Robotic automation is now widespread in industrial manufacturing with prewritten scripts enabling robots to perform highly specific tasks on a repetitive basis without any deviation in accuracy. While these restrictive capabilities prevent deployment in unpredictable real-world conditions such as in the home where improvisation and flexibility are necessary.
“I fear the day that technology will surpass our human interaction. The world will have a generation of idiots.” – Albert Einstein
Admittedly, this limitation will most likely be cured shortly, when machine learning methods come to robots to enable them to develop skills step-by-step accumulating experiential knowledge just like a person does.

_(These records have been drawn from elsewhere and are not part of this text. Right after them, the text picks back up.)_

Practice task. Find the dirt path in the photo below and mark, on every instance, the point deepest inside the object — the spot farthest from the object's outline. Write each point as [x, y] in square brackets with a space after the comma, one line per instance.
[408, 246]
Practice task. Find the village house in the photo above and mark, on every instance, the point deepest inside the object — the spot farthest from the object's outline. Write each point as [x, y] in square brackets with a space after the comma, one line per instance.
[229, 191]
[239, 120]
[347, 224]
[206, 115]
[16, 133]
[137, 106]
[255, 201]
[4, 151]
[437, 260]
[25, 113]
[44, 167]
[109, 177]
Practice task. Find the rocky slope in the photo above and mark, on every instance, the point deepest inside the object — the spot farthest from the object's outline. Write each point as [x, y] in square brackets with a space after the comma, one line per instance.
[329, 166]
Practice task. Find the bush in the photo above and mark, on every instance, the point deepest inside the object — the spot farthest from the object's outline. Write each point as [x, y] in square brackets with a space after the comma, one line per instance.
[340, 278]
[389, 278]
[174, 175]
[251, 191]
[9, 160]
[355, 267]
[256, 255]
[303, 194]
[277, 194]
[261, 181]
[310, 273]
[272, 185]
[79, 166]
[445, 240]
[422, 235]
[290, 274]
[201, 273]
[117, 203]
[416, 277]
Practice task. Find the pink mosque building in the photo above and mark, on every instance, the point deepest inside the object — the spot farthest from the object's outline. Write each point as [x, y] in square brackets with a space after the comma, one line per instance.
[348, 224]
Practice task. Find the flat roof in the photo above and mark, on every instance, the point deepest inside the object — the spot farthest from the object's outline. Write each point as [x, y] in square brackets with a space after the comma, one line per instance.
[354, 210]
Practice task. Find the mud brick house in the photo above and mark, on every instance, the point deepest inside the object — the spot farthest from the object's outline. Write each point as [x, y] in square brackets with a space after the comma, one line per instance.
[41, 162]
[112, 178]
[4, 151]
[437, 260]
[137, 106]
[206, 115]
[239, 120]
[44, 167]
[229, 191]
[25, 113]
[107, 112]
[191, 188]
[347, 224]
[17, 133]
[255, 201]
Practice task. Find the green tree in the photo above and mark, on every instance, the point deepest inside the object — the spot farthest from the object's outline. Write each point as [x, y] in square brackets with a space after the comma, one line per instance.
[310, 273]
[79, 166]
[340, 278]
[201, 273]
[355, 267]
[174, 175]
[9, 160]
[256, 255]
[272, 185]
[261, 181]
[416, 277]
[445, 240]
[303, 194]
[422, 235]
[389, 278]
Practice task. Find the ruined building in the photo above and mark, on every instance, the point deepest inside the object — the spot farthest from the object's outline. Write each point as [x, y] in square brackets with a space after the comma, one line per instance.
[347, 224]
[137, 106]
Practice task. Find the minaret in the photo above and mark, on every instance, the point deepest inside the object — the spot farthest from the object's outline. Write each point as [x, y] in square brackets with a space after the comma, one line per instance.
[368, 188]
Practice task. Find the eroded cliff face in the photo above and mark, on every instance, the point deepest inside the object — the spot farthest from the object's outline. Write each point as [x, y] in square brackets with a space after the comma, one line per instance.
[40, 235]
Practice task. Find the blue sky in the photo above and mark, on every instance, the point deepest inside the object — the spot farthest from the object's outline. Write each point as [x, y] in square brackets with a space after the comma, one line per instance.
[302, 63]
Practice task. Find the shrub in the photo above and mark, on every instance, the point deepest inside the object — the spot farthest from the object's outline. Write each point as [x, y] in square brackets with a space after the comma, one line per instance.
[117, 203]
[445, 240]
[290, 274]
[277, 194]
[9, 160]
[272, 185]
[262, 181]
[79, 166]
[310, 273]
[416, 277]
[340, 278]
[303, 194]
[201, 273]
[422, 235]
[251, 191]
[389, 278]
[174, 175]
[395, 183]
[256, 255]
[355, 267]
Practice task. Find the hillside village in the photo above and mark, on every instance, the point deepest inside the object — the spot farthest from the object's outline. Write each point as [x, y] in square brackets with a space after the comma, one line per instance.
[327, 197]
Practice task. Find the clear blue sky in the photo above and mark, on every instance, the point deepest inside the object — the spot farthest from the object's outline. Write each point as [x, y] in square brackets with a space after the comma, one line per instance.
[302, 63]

The diffusion policies approach is one of the algorithms that compile experiences into action maps with probabilities. Scientists working at Toyota’s Cambridge research unit put a robot arm to learn sweeping motions using diffusion policies. After a human operator had demonstrated the sweeping task through teleoperation for the robot, the robot practised extensively in simulation. Just a few days later the robot managed to sweep spilt beans off the table autonomously – the human-provided examples had been used to integrate into its internal simulations.
According to Dr. Russ Tedrake of Toyota, diffusion policies make it easy for efficient assimilation of physical demonstrations. His team intends to magnify learning by having robots observe instructional videos in YouTube. The perception of the objects and actions could be assisted by grounding from language models such as GPT-3. Though errors continue, understanding the context may soon make the internet one huge repository for training.

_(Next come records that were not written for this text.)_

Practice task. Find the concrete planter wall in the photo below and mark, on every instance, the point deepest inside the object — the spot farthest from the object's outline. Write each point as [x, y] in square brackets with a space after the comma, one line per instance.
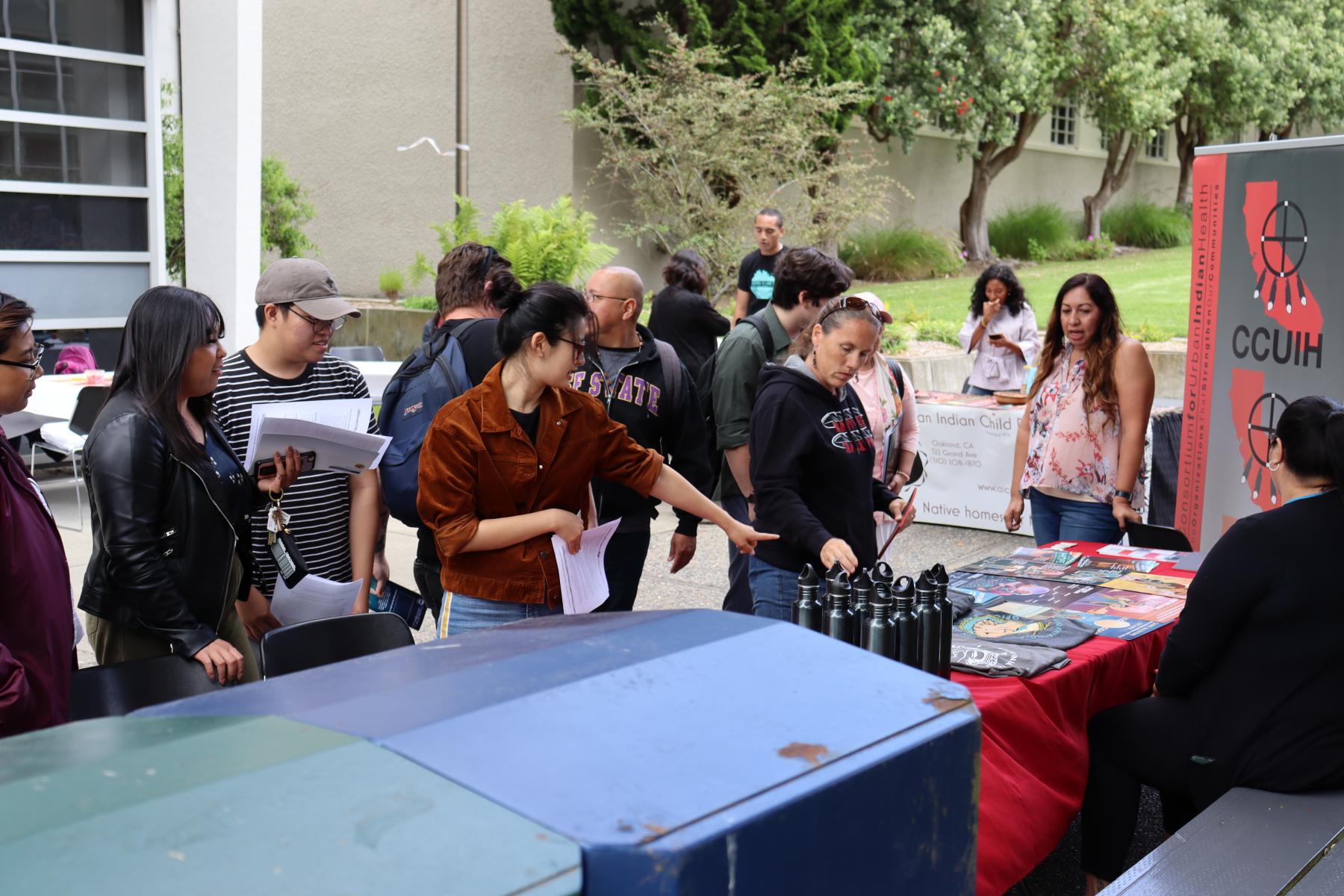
[396, 331]
[947, 373]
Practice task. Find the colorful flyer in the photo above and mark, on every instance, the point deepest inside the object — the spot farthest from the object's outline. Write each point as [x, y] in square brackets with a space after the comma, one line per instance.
[1046, 555]
[1130, 605]
[1120, 566]
[1167, 586]
[1140, 554]
[1108, 626]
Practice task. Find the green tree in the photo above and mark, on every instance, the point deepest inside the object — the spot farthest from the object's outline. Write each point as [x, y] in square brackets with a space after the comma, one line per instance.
[1132, 78]
[541, 243]
[757, 35]
[697, 149]
[284, 203]
[986, 72]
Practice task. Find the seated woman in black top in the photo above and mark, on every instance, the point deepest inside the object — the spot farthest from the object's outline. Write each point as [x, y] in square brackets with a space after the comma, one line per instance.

Self-learning capabilities are also being improved by other groups. Auto-R system in Google DeepMind uses language models to assess the safety and the feasibility of tasks. Stanford researchers created a low-priced mobile robot ALOHA that uses a broad set of experiences to boost the capacity to learn.
Small lessons leading to incremental learning may soon take the place of hand-coded algorithms. Despite limitations in some basic manipulations of actual prototypes, they demonstrate the emerging capabilities of adaptive automation. Someday, robots capable of improving automatically through practice could handle unplanned chores without pre-programming. Afterwards, the cleaning of a spilled container can become a chance for robots to improve themselves, instead of being a human’s task.
While some developmental barriers remain, self-tutoring robotics suggest the emergence of autonomous assistants with few limitations.